Lucida Grande (Latin, Cyrillic, Greek...)
Fang Song (Chinese)
Times New Roman
(Can use Windows Unicode fonts)
Windows
see http://www.alanwood.net/unicode/fonts.html for an exhaustive list.
Arial
Lucida family (Latin, Cyrillic, Greek...)
Tahoma
MS Hei, MS Song (Chinese)
Times New Roman
From About chunk expressions:
Important! Characters in chunk expressions are assumed to be single-byte
characters. To successfully use chunk expressions with Unicode (double-byte)
text, you must treat each double-byte character as a set of two single-byte
characters. For example, to get the numeric value of the third Unicode character
in a field, use statements like the following:
set the useUnicode to true
get charToNum(char 5 to 6 of field "Chinese
Text")
How to enter or display Unicode text in a field.
You display double-byte text in its correct language by setting its textFont
property to a Unicode font. You can either put the text into the field and set the textFont
in a handler or the message box, or manually enter the text after using the operating systems built-in text entry tools to choose a language.
For example, to display double-byte Japanese characters that are on line 12 of a field, use a statement like the following:
set the textFont of line 12 of field 1 to "Osaka,Japanese"
When you manually enter text in a language that does not use the Roman alphabet, using the operating systems tools, LiveCode automatically sets the textFont of the text you enter to the appropriate font for the language you have chosen.
How to find out whether text in a field is Unicode
You find out whether text in a field is Unicode text by examining its textFont
property. The textFont
of Unicode text consists of the font name, a comma, and either Unicode or the language the text is in. The following example statement checks whether line 3 of a field is Unicode:
if the effective textFont of line 3 of field 1
contains comma then answer "Its Unicode!"
Note: Characters in chunk expressions are assumed to be single-byte characters. To check a Unicode characters textFont
using a chunk expression, treat it as two single-byte characters. For example, to check the fifth character in a field consisting of double-byte characters, use the expression the effective textFont of char 9 to 10 of field 1.
How to convert between Unicode (UTF-16) and UTF-8 text.
LiveCode displays non-Roman-alphabet languages using Unicode (UTF-16). You use the uniDecode
and uniEncode
functions to convert between UTF-16 and UTF-8.

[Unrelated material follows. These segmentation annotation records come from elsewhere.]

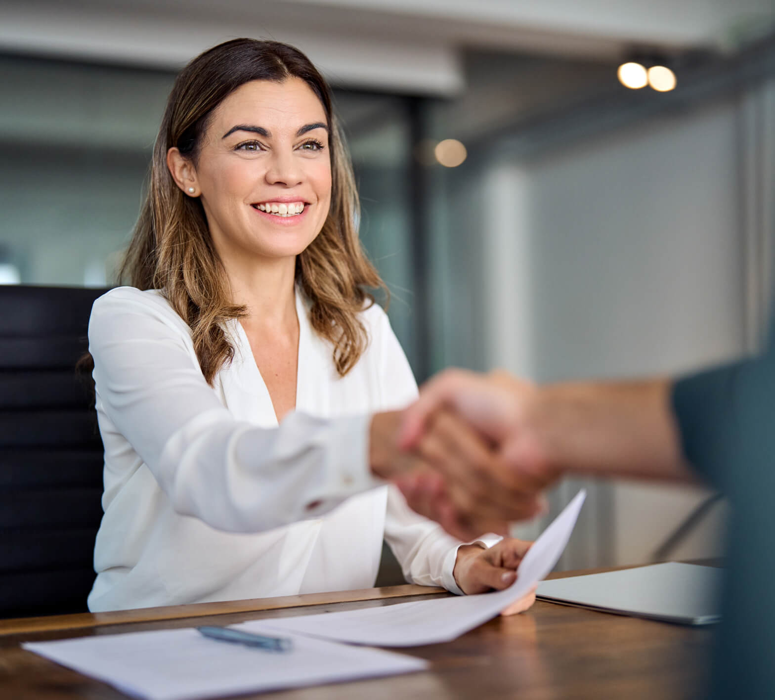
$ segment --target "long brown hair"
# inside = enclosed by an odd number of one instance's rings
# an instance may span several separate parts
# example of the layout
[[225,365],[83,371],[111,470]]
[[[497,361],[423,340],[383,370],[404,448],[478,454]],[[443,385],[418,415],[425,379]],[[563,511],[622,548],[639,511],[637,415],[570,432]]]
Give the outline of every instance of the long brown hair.
[[153,147],[150,182],[119,275],[139,289],[160,289],[191,329],[205,378],[234,356],[221,324],[246,313],[229,298],[224,271],[198,198],[186,196],[167,167],[177,147],[195,162],[213,110],[256,80],[305,81],[320,99],[329,129],[331,205],[320,233],[296,260],[296,281],[311,302],[310,322],[333,345],[340,376],[368,343],[358,312],[374,303],[368,288],[387,289],[358,239],[358,194],[352,164],[323,77],[298,49],[277,41],[234,39],[200,54],[177,76]]

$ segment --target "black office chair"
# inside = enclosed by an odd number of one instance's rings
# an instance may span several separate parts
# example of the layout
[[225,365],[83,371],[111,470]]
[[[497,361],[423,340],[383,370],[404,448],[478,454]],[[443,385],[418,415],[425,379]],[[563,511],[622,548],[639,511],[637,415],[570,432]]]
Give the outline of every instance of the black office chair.
[[0,286],[0,617],[86,610],[103,457],[75,365],[105,291]]

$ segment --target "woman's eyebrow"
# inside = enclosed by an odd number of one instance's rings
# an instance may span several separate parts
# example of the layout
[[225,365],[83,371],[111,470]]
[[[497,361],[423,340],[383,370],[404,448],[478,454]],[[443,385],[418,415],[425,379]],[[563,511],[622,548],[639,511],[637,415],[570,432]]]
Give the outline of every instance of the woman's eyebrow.
[[314,124],[306,124],[296,132],[296,136],[304,136],[304,134],[305,134],[308,131],[312,131],[315,129],[325,129],[328,131],[329,125],[324,124],[322,122],[315,122]]
[[[297,136],[303,136],[307,133],[308,131],[312,131],[315,129],[325,129],[326,131],[329,130],[328,124],[324,122],[315,122],[312,124],[305,124],[301,129],[296,132]],[[259,136],[262,136],[264,138],[270,138],[271,133],[264,129],[263,126],[253,126],[250,124],[237,124],[236,126],[232,126],[222,136],[222,139],[225,139],[226,136],[230,136],[235,131],[250,131],[251,133],[257,133]]]
[[264,136],[265,138],[269,138],[271,134],[264,129],[263,126],[251,126],[250,124],[237,124],[236,126],[232,126],[227,131],[222,139],[225,139],[226,136],[230,136],[235,131],[250,131],[253,133],[257,133],[259,136]]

The following statement converts a variables contents from UTF-8 to UTF-16, and places the resulting Unicode text in a field:
put uniEncode(myVariable,"UTF8") into field "My Field"
How to convert between Unicode and ASCII text.
You use the uniEncode
and uniDecode
functions to convert text from double-byte (Unicode) to single-byte ASCII, or vice versa.
To convert a string of single-byte characters to Unicode text, use a statement like the following:
put uniEncode(field "Text") into myUnicodeText
To convert a string of double-byte characters to single-byte, use a statement like the following:
put uniDecode(the unicodeText of field "Japanese Text")
into convertedText
How to import a Unicode text file.
You use the unicodeText property to import a file that contains Unicode text. To put the text from a Unicode file into a field, use a statement like the following in a handler or the message box:
set the unicodeText of field "Text" to URL "binfile:my.txt"
If the file contains text in multiple languages, LiveCode automatically sets the textFont
of language runs to the appropriate Unicode font.
Important! This method works only if the file you are importing contains Unicode (UTF-16) data. It will not work for other encoding methods such as UTF-8 or Shift-JIS.
useUnicode
property: Specifies whether the charToNum
and numToChar
functions assume a character is double-byte.
unicodeText
property: Specifies the text in a field, represented as Unicode (double-byte characters).
uniDecode
function: Converts a string from Unicode to single-byte text.
uniEncode
function: Converts a string from single-byte text to Unicode.
fontLanguage
function: Returns the language associated with a Unicode font.
Stack "unicodeTrials.rev" Examples of how to use unicode in LiveCode, including referring to chunks, reading unicode text from files, converting between UTF-8 and UTF-16, etc.